F: Carmen Quimiguing, assisted by her parents, sued Felix Icao in the court below. In her complaint it was averred that the parties were neighbors in Dapitan City, and had close and confidential relations; that defendant Icao, although married, succeeded in having carnal intercourse with plaintiff several times by force and intimidation, and without her consent; that as a result she became pregnant, despite efforts and drugs supplied by defendant, and plaintiff had to stop studying. Hence, she claimed support at P120.00 per month, damages and attorney's fees. Duly summoned, defendant Icao moved to dismiss for lack of cause of action since the complaint did not allege that the child had been born; and after hearing arguments, the trial judge sustained defendant's motion and dismissed the complaint. Thereafter, plaintiff moved to amend the complaint to allege that as a result of the intercourse, plaintiff had later given birth to a baby girl; but the court, sustaining defendant's objection, ruled that no amendment was allowable, since the original complaint averred no cause of action. I:

Whether plaintiff has a right to claim damages.
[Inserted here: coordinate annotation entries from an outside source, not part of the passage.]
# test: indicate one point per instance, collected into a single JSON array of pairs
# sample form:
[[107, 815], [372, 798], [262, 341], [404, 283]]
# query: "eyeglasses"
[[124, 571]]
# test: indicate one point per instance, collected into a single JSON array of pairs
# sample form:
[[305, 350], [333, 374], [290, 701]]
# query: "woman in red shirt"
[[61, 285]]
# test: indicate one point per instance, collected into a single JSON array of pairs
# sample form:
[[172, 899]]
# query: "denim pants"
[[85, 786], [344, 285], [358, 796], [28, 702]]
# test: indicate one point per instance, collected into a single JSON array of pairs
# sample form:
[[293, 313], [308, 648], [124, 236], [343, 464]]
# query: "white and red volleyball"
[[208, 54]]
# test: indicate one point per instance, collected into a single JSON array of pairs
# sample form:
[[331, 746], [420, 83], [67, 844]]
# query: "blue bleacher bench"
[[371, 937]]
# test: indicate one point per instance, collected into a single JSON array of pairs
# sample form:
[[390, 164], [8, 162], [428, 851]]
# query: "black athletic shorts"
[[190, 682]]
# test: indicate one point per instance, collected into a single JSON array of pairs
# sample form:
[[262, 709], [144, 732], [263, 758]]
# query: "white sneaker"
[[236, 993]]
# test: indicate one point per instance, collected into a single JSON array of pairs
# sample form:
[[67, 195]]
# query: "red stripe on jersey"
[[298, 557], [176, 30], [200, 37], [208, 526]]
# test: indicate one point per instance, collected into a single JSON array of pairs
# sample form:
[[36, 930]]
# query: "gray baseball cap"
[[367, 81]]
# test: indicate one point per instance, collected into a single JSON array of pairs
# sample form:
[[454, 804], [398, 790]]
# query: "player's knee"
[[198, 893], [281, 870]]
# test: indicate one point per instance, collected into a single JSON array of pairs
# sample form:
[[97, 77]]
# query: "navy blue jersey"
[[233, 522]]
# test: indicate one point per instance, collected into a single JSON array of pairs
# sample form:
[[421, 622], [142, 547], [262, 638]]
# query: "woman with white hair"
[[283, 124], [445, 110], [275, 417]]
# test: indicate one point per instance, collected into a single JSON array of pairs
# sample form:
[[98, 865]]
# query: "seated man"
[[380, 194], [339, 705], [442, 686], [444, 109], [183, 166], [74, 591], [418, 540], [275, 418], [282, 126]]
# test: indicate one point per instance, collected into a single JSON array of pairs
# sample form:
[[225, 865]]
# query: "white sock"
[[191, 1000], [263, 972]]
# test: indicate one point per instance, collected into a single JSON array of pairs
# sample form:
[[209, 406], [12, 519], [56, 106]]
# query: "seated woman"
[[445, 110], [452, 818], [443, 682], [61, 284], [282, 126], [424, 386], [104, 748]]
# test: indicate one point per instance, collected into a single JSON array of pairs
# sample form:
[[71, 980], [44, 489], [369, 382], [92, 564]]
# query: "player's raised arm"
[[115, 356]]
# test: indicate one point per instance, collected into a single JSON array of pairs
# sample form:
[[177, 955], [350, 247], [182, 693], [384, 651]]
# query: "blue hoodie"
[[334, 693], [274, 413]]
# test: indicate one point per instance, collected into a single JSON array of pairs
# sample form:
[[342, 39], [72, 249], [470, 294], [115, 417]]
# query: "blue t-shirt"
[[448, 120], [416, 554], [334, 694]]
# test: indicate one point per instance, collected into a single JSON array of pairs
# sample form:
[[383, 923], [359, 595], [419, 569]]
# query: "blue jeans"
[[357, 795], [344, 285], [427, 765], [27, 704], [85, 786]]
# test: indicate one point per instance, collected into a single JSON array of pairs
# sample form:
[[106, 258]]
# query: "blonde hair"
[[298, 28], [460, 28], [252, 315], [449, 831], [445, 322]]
R: We find the appealed orders of the court below to be untenable. A conceived child, although as yet
unborn, is given by law a provisional personality of its own for all purposes favorable to it, as explicitly provided in Article 40 of the Civil Code of the Philippines. The unborn child, therefore, has a right to support from its progenitors, particularly of the defendant-appellee (whose paternity is deemed admitted for the purpose of the motion to dismiss), even if the said child is only "en ventre de sa mere;" just as a conceived child, even if as yet unborn, may receive donations as prescribed by Article 742 of the same Code, and its being ignored by the parent in his testament may result in preterition of a forced heir that annuls the institution of the testamentary heir, even if such child should be born after the death of the testator Article 854, Civil Code). It is thus clear that the lower court's theory that Article 291 of the Civil Code declaring that support is an obligation of parents and illegitimate children "does not contemplate support to children as yet unborn," violates Article 40 aforesaid, besides imposing a condition that nowhere appears in the text of Article 291. It is true that Article 40 prescribing that "the conceived child shall be considered born for all purposes that are favorable to it" adds further "provided it be born later with the conditions specified in the following article" (i.e., that the foetus be alive at the time it is completely delivered from the mother's womb). This proviso, however, is not a condition precedent to the right of the conceived child; for if it were, the first part of Article 40 would become entirely useless and ineffective. Thus, independently of the right to Support of the child she was carrying, plaintiff herself had a cause of action for damages under the terms of the complaint; and the order dismissing it for failure to state a cause of action was doubly in error. The orders under appeal are reversed and set aside. Let the case be remanded to the court of origin for further proceedings conformable to this decision. Costs against appellee Felix Icao.